There are lots of people at the council who help and support children and young people in care, but its tricky to know who everyone is and what they do and how to contact them. Here's a who's who to help you understand the roles.

Social worker

Your social worker provides support to you and your family during your time in care. Your social worker should make sure you're doing OK and that you're being looked after properly. When you first come into care, your social worker will meet with you and write you up a Care Plan. If you've got any problems, you can talk to your social worker. They should be able to help you understand any decisions made about your life. Sometimes there may be decisions made that you don't agree with. Talk to your social worker as they won't know there is anything wrong if you don't tell them. 

If you're unhappy with the social work service, you can contact an advocate and they can help you to resolve any problems.
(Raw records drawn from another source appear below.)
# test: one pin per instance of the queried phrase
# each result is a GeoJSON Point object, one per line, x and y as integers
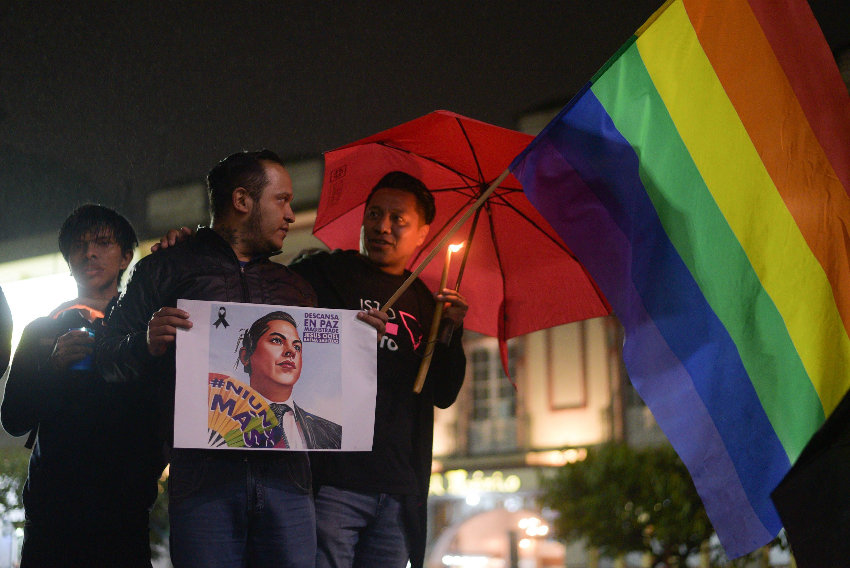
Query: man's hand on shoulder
{"type": "Point", "coordinates": [162, 329]}
{"type": "Point", "coordinates": [171, 238]}
{"type": "Point", "coordinates": [71, 347]}
{"type": "Point", "coordinates": [375, 318]}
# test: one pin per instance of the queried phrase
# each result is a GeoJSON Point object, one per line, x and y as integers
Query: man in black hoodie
{"type": "Point", "coordinates": [94, 468]}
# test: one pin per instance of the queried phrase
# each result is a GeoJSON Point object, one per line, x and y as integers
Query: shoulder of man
{"type": "Point", "coordinates": [318, 420]}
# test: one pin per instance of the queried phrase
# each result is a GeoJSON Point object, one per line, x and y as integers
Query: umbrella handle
{"type": "Point", "coordinates": [429, 349]}
{"type": "Point", "coordinates": [475, 206]}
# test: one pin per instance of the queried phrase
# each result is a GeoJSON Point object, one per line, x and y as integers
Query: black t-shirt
{"type": "Point", "coordinates": [346, 279]}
Independent Reviewing Officer (IRO)

Your IRO chairs your review meetings and makes sure your Care Plan meets your needs. They can also help you have your voice heard. Every child or young person in care should have an IRO and your IRO should stay the same if possible. Your IRO should listen to you, and you can talk to your IRO about how you want your review meetings to take place and how you'd like to contribute to your review meetings.

Advocate

Advocates can support you to express your views and have your voice heard. Find out more about advocates on the advocacy page.

Independent Visitor

Independent Visitors (IVs) are adults who share their time with young people who are in care. IVs are completely separate from Children's Social Care and there just for you. Your IV doesn't replace your carer or social worker, but is another person to support you. You can do lots of fun activities with your IV! 

If you would like an IV, get in touch with jean.harris@york.gov.uk or alison.cammiss@york.gov.uk

Pathway Worker

When you turn 17, you will be allocated a pathway worker. Your pathway worker is there to support you when you turn 18 and leave care. Your pathway worker will keep in contact and arrange meetings with you; they will visit you at home and also arrange to meet you in the community. Your pathway worker will provide you with advice, information and guidance to help you make the best choices and decisions. The relationship between you and your pathway worker is important; make the most of the support they can offer.

You are entitled to support from a pathway worker until you are 25. The amount of support that you receive from your pathway worker will depend on what you want and your circumstances.